The NOW Web is the cyberspace that contains all those packets of information or Instants that are moving around. Think of that Google Chat message you just received or the indication that you now have 10 Friends online in Facebook or that text message you just received on your cell phone. Many of them last only for a very short period of time and then disappear without trace. Only a very minute fraction of these are associated with a hyperlink or Uniform Resource Locator (URI) so can never be crawled.
They are presumably not part of the Information space that Google wishes to catalogue. They would never have the hyperlink information that allows the Google algorithms with their PageRank concept to offer them as relevant answers to queries.
Now the New York Times has pointed out that part of this NOW Web does persist but is still uncrawlable by crawlers or spiders. They are using the name, Deep Web, for that and suggesting that this is a ‘Deep Web’ That Google Can’t Grasp.
Search engines rely on programs known as crawlers (or spiders) that gather information by following the trails of hyperlinks that tie the Web together. “The crawlable Web is the tip of the iceberg,” says Anand Rajaraman, co-founder of Kosmix (www.kosmix.com), a Deep Web search start-up. Kosmix has developed software that matches searches with the databases most likely to yield relevant information, then returns an overview of the topic drawn from multiple sources.

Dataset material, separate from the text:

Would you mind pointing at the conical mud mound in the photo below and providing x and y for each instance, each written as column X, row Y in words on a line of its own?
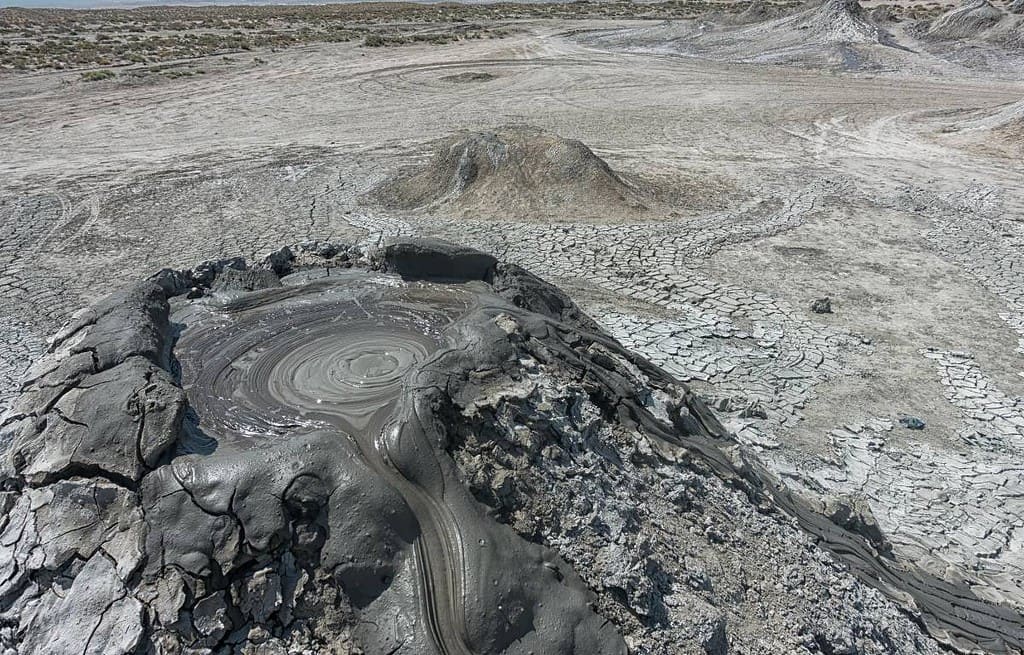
column 514, row 172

With millions of databases connected to the Web, and endless possible permutations of search terms, there is simply no way for any search engine — no matter how powerful — to sift through every possible combination of data on the fly.
If that is true for the Deep Web, how much more true is it for the very much bigger NOW Web.
This obviously creates problems for Google with its mission to catalogue all information. However there are two consolations for Google:
- Searching these non-crawlable cyberspaces represents an enormous challenge
- Google can certainly achieve all its financial objectives by focusing on the crawlable Web.
It all depends whether Google will follow Peter Drucker’s advice to Focus, Focus, Focus or whether they wish to dream an impossible dream.